Don't apply locking around basic #load / #require by matthewd · Pull Request #20989 · rails/rails

matthewd · 2015-07-23T00:40:48Z

That's outside our remit, and dangerous... if a caller has their own locking to protect against the natural race danger, we'll deadlock against it.

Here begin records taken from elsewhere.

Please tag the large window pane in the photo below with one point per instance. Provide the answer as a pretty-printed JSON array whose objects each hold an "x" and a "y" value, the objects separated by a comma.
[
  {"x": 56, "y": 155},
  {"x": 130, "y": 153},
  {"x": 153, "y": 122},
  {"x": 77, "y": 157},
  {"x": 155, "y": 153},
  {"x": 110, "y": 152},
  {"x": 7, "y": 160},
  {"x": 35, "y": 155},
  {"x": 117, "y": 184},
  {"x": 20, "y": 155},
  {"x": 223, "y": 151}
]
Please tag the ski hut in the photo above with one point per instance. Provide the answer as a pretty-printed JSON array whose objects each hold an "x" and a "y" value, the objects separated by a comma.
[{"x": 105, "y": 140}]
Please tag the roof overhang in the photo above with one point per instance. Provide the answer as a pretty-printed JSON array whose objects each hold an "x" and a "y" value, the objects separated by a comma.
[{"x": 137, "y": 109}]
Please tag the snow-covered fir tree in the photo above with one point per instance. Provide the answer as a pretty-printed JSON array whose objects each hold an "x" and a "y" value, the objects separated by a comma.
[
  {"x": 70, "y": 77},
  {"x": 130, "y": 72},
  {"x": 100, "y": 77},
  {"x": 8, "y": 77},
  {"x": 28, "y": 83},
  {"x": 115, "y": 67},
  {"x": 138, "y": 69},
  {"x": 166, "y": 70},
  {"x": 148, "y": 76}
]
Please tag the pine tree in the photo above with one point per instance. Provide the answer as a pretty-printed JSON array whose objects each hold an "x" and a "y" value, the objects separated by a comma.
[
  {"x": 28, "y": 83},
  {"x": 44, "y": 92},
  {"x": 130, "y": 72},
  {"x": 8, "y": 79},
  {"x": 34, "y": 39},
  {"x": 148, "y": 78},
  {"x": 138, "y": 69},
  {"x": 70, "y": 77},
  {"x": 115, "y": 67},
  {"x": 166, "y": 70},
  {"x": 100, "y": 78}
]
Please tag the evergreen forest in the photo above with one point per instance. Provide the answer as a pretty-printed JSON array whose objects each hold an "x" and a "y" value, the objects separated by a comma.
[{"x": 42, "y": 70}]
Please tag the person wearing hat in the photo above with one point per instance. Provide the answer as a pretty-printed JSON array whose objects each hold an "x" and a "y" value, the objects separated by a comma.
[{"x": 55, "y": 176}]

@mperham reported an issue whereby one thread would end up waiting at:

monitor.rb:110:in `sleep'
monitor.rb:110:in `wait'
monitor.rb:110:in `wait'
monitor.rb:122:in `wait_while'
activesupport/lib/active_support/concurrency/share_lock.rb:58:in `block in start_exclusive'
monitor.rb:211:in `mon_synchronize'
activesupport/lib/active_support/concurrency/share_lock.rb:49:in `start_exclusive'
activesupport/lib/active_support/concurrency/share_lock.rb:113:in `exclusive'
activesupport/lib/active_support/dependencies/interlock.rb:11:in `loading'
activesupport/lib/active_support/dependencies.rb:37:in `load_interlock'
activesupport/lib/active_support/dependencies.rb:265:in `load_dependency'
activesupport/lib/active_support/dependencies.rb:304:in `require'
redis-3.2.1/lib/redis/client.rb:465:in `_parse_driver'
redis-3.2.1/lib/redis/client.rb:433:in `_parse_options'
redis-3.2.1/lib/redis/client.rb:74:in `initialize'
redis-3.2.1/lib/redis.rb:31:in `new'
redis-3.2.1/lib/redis.rb:31:in `initialize'
sidekiq/lib/sidekiq/redis_connection.rb:28:in `new'
sidekiq/lib/sidekiq/redis_connection.rb:28:in `build_client'
sidekiq/lib/sidekiq/redis_connection.rb:19:in `block in create'
connection_pool-2.2.0/lib/connection_pool/timed_stack.rb:169:in `call'
connection_pool-2.2.0/lib/connection_pool/timed_stack.rb:169:in `try_create'
connection_pool-2.2.0/lib/connection_pool/timed_stack.rb:81:in `block (2 levels) in pop'
connection_pool-2.2.0/lib/connection_pool/timed_stack.rb:77:in `loop'
connection_pool-2.2.0/lib/connection_pool/timed_stack.rb:77:in `block in pop'
connection_pool-2.2.0/lib/connection_pool/timed_stack.rb:76:in `synchronize'
connection_pool-2.2.0/lib/connection_pool/timed_stack.rb:76:in `pop'
connection_pool-2.2.0/lib/connection_pool.rb:89:in `checkout'
connection_pool-2.2.0/lib/connection_pool.rb:61:in `block in with'
connection_pool-2.2.0/lib/connection_pool.rb:60:in `handle_interrupt'
connection_pool-2.2.0/lib/connection_pool.rb:60:in `with'

with others stuck at:

connection_pool-2.2.0/lib/connection_pool/timed_stack.rb:76:in `synchronize'
connection_pool-2.2.0/lib/connection_pool/timed_stack.rb:76:in `pop'
connection_pool-2.2.0/lib/connection_pool.rb:89:in `checkout'
connection_pool-2.2.0/lib/connection_pool.rb:61:in `block in with'
connection_pool-2.2.0/lib/connection_pool.rb:60:in `handle_interrupt'
connection_pool-2.2.0/lib/connection_pool.rb:60:in `with'

So, thread A acquires the connection_pool lock, and is able to proceed. Meanwhile thread B enters app space. A now attempts to make an explicit require call (which would be naturally safe; protected by ruby's internal loading tracking), but we intervene and force it to first acquire our load lock -- it must now wait until thread B either completes, or hits a load-lock acquisition of its own. B now follows the same path, and blocks on its attempt to acquire the connection_pool lock = deadlock.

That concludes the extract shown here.